The Subtle Art of Calorie Creep
Weight gain doesn’t usually happen in big, obvious leaps. Most of the time, it’s subtle — death (or in this case, gain) by a thousand paper cuts. It’s the extra splash of wine on the weekend. The brunch that turns into a mimosa-fuelled afternoon. A dinner out here, a birthday cake there, a slightly larger portion than last week… all things that feel insignificant in isolation, but stack up over time.
The human brain is brilliant at normalising what we do regularly. If you always add a bit more olive oil to your salad, or an extra handful of nuts to your afternoon snack, your perception adapts. It feels like you’re still eating the “same,” even though your total energy intake has crept up. And once it becomes habit, it’s invisible.
The Misleading “Bird’s-Eye View” of Our Habits
Here’s the trap: when we zoom out and look at our lifestyle from a high level, it’s easy to tell ourselves a reassuring story.
“I go to the gym 4 times a week.”
“I eat mostly whole foods.”
“I don’t binge. I eat like a normal person.”
All of which might be true.
But unless we zoom in — and I mean really zoom in — we can miss the daily and weekly details that are quietly tipping the energy balance in the wrong direction.
Things like:
- Restaurant meals that contain more calories than we think (even if they seem “healthy”)
- Liquid calories from cocktails, smoothies, lattes, and weekend drinks
- Mindless snacking while cooking, working, or watching Netflix
- Portion drift, where your idea of a “normal serve” slowly becomes oversized
- Increased energy availability (i.e., more time seated, less unintentional movement)
Movement Matters — and It’s More Than Just Training
Another commonly overlooked factor is non-exercise activity thermogenesis (NEAT) — all the movement we do outside the gym: walking, cleaning, standing, fidgeting, climbing stairs. NEAT plays a huge role in daily energy expenditure, and it often decreases without us noticing, especially as we get older, change jobs, or transition into more sedentary routines.
So even if your gym sessions are on point, if your general daily movement has dropped, your energy output has dropped too. Combine that with slightly higher energy intake, and you’ve got a recipe for gradual weight gain.
It’s Not About Being “Bad” — It’s About Being Aware
This isn’t about blame or guilt. It’s about awareness.
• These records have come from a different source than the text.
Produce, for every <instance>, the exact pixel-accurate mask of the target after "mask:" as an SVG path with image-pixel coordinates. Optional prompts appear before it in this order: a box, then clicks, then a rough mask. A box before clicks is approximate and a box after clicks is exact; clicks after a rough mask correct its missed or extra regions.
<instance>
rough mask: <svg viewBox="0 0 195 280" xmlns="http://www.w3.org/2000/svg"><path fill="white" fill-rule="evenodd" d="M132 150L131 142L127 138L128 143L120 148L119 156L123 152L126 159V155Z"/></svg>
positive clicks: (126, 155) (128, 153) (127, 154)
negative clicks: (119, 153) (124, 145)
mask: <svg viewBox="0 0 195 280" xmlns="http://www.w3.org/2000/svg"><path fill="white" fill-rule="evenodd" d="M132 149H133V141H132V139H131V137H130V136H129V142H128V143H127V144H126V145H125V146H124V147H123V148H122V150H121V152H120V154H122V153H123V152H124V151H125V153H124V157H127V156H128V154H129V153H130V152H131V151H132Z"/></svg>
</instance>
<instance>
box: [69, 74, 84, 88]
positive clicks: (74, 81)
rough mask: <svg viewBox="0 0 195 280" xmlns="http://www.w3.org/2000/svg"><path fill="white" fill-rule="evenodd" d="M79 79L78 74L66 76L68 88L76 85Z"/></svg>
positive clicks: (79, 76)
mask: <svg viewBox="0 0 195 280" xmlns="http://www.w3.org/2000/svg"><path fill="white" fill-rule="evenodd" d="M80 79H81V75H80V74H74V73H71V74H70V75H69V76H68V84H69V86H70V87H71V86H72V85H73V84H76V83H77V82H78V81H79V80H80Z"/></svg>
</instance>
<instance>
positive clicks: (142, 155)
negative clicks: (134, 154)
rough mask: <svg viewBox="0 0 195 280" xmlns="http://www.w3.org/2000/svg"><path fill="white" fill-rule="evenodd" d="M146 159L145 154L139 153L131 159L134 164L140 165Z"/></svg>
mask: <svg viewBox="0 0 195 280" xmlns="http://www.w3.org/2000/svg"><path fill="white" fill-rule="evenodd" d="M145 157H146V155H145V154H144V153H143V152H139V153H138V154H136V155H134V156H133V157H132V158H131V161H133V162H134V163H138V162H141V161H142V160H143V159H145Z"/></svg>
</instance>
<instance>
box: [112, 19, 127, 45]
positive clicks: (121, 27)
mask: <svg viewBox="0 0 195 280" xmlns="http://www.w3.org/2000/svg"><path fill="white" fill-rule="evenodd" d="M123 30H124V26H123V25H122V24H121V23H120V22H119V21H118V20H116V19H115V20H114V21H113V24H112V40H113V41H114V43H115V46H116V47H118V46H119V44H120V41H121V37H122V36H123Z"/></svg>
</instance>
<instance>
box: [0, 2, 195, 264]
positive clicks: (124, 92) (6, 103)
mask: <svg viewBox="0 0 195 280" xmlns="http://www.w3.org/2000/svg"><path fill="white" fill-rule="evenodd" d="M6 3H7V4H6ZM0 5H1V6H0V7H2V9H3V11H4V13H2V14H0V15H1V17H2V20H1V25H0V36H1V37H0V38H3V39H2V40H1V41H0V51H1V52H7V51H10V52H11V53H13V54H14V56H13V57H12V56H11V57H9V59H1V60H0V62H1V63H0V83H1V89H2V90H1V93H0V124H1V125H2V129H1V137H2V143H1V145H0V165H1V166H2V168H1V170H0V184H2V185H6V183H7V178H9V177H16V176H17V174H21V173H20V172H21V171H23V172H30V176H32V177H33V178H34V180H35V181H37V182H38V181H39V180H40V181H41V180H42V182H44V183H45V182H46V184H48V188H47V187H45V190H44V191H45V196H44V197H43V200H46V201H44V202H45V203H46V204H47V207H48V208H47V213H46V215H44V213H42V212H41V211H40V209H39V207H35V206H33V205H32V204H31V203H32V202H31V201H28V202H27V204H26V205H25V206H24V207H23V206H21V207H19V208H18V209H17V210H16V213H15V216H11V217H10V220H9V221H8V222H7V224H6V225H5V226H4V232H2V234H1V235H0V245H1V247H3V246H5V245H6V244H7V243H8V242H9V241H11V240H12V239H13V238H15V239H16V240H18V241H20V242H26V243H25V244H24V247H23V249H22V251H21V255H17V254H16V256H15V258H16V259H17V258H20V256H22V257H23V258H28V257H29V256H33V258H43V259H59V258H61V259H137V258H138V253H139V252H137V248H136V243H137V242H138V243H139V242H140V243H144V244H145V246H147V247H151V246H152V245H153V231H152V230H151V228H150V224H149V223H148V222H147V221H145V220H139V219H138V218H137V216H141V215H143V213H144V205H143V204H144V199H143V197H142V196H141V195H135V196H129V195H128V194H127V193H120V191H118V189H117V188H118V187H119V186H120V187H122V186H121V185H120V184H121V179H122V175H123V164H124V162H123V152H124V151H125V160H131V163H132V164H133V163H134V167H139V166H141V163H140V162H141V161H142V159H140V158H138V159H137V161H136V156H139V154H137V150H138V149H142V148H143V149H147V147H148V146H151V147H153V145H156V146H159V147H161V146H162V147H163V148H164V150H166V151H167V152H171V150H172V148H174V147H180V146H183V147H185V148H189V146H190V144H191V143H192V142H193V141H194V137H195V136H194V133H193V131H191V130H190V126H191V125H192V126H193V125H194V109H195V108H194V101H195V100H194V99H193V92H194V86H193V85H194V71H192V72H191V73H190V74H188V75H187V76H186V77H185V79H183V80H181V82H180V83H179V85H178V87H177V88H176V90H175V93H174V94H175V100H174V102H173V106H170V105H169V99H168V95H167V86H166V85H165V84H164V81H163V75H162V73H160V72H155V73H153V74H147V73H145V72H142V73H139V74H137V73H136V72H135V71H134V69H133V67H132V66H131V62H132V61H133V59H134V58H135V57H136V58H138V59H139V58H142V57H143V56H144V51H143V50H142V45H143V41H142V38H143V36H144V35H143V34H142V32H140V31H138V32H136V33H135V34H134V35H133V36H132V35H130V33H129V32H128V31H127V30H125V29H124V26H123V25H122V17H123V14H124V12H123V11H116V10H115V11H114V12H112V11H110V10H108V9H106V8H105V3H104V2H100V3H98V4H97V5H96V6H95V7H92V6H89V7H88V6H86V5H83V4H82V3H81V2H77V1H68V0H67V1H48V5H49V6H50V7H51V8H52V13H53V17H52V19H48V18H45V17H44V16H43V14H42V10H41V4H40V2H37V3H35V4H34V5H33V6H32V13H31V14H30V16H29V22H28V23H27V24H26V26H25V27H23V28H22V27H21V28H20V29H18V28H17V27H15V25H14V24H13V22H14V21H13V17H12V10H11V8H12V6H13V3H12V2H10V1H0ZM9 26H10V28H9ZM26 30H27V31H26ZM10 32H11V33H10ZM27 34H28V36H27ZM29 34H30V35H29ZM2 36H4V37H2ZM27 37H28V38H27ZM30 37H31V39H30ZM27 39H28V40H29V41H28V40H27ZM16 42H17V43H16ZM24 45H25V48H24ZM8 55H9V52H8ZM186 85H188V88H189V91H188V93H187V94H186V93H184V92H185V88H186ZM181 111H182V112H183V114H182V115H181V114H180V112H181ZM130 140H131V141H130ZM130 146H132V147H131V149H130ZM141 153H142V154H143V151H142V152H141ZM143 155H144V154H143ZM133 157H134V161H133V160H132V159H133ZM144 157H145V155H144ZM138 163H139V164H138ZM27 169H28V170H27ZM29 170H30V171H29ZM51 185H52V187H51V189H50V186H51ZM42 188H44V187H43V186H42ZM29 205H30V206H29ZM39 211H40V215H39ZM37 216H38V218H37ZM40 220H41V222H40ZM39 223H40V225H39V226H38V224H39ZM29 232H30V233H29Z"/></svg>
We live in an environment that makes it incredibly easy to overeat — and often in ways we don’t even realise. Food is abundant, social occasions are frequent, and portions are generous. Your weight gain isn’t a reflection of laziness or lack of willpower. It’s a reflection of an energy environment that you may not have fully accounted for yet.
The Solution? Get Curious, Not Critical
If you’ve noticed the scale creeping up, resist the urge to panic or jump into extreme dieting. Instead, get curious.
- Track your food for a few days with brutal honesty — not forever, just for awareness.
- Look at your week, not just your weekdays.
- Pay attention to “just a bite” or “just a taste” moments.
- Measure your portions occasionally to recalibrate your eyes.
- Reconsider your drinks — alcohol and liquid calories add up fast.
- Move more in daily life, even outside of formal workouts.
The goal isn’t to become obsessive. It’s to become aware. Small shifts in habits, accumulated over months, can lead to weight gain — but the good news is, they can also be reversed just as gradually and sustainably.
Because it’s rarely one big thing that causes the gain… and it doesn’t need to be one big thing that fixes it either.